The organization presented in Paris its report «Energy policies of IEA countries: France 2016. Review» in which it emphasizes that during the last ten years the French economy has reduced its carbon intensity and has benefited from greater energy efficiency. France’s ambitious goal of reducing its nuclear power generation by 50% by 2025 will transform its energy sector, says the IEA.
The IEA commends France’s leadership in climate change mitigation and green funding around the world and in its own territory, thanks to the adoption of the ambitious package of measures under the Energy Transition Act for Green Growth enacted in 2015.
However, the report considers that the government’s plan to reduce the proportion of nuclear energy from 78% to 50% by 2025, while reducing greenhouse gas emissions by 40% by 2030, will require significant investment in energy efficiency and a new minimum of low carbon generation.
In addition, the International Energy Agency shows in the report that the deployment of renewable energy in France is still below the IEA average.
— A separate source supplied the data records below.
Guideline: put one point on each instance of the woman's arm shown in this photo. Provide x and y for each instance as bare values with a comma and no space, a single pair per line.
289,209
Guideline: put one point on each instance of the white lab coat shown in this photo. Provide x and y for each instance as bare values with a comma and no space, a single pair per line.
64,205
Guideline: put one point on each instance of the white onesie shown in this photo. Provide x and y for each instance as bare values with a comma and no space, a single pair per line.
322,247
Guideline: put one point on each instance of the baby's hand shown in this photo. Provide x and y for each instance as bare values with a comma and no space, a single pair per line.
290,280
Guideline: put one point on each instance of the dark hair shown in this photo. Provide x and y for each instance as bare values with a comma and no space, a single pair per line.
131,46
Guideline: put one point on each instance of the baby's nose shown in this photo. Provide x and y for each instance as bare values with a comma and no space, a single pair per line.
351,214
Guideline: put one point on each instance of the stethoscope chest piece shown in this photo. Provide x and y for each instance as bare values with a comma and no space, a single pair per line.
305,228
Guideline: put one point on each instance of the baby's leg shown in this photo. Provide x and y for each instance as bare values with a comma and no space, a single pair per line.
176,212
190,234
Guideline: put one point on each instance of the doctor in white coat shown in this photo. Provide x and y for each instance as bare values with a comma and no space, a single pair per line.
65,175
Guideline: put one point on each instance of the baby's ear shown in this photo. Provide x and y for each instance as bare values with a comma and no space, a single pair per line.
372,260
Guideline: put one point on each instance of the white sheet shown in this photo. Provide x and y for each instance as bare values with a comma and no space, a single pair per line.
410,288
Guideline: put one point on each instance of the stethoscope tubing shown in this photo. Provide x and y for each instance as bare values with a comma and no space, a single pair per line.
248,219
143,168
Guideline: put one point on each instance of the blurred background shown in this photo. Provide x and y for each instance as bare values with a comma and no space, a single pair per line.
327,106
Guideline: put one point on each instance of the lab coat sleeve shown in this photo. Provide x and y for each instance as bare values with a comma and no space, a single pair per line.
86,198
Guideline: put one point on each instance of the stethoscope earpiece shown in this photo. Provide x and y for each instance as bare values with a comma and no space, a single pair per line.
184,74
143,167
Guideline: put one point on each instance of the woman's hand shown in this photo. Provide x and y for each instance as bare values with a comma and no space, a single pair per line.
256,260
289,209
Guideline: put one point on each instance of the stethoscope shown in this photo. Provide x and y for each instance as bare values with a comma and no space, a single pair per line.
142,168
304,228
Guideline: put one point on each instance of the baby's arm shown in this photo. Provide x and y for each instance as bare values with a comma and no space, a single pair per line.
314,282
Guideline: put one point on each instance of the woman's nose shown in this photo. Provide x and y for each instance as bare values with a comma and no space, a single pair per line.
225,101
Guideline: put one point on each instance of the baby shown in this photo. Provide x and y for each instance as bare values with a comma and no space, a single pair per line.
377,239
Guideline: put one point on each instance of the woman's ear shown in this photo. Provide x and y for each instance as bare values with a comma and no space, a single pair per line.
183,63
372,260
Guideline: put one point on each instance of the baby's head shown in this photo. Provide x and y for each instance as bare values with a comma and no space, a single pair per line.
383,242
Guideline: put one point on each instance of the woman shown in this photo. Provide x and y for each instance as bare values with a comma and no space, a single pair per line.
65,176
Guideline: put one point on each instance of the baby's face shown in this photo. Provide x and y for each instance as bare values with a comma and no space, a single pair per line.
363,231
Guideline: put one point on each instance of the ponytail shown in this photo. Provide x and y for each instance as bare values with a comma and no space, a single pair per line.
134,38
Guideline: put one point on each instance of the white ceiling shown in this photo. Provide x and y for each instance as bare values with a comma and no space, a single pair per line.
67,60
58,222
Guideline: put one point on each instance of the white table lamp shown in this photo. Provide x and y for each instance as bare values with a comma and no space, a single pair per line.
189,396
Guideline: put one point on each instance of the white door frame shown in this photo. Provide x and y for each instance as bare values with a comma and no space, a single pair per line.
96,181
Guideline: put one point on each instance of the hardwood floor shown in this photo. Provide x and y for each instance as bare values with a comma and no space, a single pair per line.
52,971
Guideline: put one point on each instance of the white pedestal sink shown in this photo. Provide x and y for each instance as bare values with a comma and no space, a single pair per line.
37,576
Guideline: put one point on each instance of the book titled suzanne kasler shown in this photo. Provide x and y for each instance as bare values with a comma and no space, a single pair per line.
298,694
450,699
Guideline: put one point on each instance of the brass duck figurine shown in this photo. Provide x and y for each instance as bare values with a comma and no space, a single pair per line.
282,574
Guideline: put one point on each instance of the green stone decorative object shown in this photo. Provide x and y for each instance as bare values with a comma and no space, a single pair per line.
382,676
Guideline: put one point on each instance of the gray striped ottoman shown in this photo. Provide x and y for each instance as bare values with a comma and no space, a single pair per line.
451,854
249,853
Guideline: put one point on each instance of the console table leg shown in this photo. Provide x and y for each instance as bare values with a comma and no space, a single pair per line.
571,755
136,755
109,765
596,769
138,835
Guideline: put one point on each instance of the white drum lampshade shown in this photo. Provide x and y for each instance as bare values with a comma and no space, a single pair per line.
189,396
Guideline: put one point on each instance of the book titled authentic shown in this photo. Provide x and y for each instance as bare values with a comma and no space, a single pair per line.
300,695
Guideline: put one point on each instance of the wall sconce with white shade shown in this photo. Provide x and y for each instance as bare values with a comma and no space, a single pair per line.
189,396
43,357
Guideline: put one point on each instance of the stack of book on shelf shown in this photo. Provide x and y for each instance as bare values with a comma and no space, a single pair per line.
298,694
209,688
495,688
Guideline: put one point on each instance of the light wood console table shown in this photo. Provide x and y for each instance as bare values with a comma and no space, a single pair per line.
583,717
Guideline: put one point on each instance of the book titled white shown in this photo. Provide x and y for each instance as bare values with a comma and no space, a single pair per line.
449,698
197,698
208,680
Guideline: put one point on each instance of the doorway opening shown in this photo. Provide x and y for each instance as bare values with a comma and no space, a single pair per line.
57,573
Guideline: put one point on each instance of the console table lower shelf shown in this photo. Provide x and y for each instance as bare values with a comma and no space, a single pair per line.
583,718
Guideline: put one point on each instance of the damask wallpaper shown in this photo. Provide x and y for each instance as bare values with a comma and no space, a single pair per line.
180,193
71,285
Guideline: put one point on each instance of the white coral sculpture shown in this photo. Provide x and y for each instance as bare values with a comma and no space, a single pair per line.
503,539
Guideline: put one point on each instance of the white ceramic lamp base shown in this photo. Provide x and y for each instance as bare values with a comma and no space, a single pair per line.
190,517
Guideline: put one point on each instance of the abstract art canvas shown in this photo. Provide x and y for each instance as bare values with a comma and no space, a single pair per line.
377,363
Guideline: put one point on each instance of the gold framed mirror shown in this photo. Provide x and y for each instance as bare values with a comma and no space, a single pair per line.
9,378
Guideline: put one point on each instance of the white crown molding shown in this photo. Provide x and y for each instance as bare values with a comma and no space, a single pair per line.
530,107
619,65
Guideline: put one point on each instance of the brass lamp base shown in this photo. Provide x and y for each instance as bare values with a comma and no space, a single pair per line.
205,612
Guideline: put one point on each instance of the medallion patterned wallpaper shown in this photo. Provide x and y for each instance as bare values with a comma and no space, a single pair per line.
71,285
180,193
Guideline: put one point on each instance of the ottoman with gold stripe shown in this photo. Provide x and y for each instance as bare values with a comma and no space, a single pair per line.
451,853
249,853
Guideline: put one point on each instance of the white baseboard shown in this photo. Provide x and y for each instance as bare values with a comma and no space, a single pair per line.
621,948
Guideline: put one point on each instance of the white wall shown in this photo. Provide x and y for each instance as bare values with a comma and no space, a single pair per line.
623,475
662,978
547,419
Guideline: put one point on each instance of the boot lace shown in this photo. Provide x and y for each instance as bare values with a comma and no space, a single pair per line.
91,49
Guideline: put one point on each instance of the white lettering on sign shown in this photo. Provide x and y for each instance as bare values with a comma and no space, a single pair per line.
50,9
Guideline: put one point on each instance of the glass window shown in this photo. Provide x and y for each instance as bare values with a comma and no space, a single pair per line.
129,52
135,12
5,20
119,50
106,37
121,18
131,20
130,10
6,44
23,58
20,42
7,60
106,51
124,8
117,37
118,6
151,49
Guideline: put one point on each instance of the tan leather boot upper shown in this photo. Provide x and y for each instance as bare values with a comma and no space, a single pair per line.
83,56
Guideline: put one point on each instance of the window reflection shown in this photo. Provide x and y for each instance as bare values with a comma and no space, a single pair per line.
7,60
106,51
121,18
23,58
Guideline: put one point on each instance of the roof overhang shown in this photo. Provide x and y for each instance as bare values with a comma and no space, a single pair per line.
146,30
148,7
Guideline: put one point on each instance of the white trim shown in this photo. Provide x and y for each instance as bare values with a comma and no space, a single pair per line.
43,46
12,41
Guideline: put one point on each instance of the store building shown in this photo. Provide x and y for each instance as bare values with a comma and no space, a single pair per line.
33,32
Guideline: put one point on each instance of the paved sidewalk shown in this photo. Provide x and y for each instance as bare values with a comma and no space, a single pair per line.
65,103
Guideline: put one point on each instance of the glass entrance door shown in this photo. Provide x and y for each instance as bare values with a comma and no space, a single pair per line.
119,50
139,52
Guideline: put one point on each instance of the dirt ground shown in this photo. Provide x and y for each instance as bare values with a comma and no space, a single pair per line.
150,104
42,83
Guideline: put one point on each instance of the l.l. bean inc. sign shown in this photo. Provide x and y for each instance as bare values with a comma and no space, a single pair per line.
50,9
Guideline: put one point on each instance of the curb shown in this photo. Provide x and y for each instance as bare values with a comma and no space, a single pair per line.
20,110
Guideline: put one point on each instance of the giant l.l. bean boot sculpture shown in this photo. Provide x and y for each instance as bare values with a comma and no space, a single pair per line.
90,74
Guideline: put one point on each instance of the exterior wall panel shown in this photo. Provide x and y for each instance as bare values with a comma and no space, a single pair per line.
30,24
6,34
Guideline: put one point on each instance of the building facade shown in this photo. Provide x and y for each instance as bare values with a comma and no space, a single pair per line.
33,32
While solar and biomass are developing well, this organization proposes that greater action could help improve the wind energy network.
«France has to put into practice nothing less than a transformation of its energy system and the energy market,» Paul Simons, the deputy executive director of the IEA said during the launch of the report in Paris.
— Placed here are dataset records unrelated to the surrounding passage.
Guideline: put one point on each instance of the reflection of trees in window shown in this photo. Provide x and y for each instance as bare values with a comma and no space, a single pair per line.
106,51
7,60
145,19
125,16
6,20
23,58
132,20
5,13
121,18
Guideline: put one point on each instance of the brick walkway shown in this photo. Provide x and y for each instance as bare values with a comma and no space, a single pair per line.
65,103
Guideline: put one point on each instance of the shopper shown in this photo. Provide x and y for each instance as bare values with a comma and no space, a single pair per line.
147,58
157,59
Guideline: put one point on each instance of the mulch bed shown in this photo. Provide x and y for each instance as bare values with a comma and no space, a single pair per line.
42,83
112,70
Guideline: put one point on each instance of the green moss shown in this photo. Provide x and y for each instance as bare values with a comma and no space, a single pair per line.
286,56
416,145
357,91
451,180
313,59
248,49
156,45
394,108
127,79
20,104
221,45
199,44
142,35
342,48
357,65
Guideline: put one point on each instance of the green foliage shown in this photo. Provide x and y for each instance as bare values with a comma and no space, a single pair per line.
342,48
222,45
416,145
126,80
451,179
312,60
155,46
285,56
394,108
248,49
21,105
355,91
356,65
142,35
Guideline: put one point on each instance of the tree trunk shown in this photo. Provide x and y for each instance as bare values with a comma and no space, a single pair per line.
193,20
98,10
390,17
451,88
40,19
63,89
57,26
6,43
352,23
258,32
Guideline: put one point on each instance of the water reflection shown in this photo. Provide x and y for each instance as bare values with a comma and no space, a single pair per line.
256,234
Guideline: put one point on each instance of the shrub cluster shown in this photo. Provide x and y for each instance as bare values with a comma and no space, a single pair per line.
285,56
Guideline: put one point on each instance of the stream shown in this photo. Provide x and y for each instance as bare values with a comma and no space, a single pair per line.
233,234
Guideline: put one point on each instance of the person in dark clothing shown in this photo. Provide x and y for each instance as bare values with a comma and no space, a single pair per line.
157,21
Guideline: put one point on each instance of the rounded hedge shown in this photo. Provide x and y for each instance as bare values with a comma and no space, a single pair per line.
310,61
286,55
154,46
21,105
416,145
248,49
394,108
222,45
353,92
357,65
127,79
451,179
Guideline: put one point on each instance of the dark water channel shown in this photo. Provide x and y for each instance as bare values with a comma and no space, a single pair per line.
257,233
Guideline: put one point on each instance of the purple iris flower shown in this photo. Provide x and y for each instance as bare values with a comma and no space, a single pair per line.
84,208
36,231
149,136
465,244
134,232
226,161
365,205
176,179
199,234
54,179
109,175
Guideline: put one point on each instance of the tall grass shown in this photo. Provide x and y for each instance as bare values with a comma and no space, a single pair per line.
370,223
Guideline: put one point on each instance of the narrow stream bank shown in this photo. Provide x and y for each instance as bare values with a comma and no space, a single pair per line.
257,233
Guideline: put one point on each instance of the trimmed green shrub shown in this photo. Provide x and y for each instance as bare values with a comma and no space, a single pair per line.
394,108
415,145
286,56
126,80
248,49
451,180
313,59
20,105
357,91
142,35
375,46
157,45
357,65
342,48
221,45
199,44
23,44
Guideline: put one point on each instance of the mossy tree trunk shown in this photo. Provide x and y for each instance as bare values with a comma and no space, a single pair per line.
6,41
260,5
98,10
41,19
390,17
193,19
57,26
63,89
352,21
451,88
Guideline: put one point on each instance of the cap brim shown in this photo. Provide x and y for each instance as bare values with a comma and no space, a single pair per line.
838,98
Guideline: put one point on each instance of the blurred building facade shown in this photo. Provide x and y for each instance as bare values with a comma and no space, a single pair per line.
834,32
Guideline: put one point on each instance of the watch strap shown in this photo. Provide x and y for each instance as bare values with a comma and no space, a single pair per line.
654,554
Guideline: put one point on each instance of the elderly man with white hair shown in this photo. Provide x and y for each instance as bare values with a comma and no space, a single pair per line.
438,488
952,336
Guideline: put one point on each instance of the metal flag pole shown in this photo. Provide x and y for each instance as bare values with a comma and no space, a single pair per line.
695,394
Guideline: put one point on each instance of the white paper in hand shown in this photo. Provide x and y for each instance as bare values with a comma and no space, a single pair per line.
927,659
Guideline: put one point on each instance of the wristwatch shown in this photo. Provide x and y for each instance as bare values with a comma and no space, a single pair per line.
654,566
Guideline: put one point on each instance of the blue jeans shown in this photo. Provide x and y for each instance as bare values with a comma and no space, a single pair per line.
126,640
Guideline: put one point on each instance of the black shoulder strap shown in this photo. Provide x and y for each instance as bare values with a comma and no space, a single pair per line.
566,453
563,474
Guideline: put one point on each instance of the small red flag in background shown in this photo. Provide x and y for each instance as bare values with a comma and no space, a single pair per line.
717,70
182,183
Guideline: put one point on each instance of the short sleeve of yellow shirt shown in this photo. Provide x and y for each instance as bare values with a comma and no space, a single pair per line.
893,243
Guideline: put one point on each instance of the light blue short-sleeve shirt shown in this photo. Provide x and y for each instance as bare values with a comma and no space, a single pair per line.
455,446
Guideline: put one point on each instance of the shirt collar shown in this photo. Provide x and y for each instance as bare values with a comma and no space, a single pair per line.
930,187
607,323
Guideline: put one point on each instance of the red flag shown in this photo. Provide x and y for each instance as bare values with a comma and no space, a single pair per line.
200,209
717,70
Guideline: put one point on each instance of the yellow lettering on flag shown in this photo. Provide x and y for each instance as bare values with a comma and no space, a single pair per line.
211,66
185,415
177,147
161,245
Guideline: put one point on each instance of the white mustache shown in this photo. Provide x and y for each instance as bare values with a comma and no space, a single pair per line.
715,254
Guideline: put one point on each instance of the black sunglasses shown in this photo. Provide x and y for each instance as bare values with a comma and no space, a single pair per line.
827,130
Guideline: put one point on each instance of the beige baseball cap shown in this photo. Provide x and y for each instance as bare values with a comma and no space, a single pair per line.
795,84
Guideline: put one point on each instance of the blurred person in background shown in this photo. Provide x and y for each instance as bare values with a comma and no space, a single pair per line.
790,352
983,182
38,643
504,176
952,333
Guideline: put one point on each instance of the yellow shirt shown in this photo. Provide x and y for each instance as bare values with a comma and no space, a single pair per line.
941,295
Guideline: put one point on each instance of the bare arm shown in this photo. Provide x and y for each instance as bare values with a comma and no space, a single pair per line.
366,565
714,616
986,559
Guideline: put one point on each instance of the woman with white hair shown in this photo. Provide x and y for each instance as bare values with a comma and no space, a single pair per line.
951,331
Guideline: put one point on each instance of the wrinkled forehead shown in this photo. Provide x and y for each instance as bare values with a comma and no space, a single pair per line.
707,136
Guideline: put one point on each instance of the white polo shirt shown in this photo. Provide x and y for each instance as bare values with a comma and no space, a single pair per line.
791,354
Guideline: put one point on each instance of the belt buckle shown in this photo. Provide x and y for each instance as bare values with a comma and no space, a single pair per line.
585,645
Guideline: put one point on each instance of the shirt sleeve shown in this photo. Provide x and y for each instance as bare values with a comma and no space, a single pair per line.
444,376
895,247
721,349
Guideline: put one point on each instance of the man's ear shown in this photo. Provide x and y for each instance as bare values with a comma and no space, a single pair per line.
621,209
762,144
Reduction of nuclear energy in France
France’s ambitious goal of reducing nuclear energy over the next decade will transform its energy sector. Achieving the objective will require careful policy guidance, effective markets and strong support measures for renewable energy and energy efficiency, according to the IEA.
The report highlights that prospects for France’s nuclear sector over the next ten years will be critical to meeting its climate and energy goals and at the same time to maintain electricity security.
The fleet of nuclear power plants in France is the second largest in the world and has reached an average life of 30 years. For now, no decision has been made in favor of the operation pending on a long-term security review, the IEA explains.
In Spain, in this legislature and by 2024, the renewal of licenses to operate the plants must begin. A recent report by Greenpeace states that despite the fact that the Spanish nuclear power plant fleet has already reached 84% of its useful life, financing available for its dismantling does not even reach 30%. In 2014, the fund had a balance of 4,254 euro.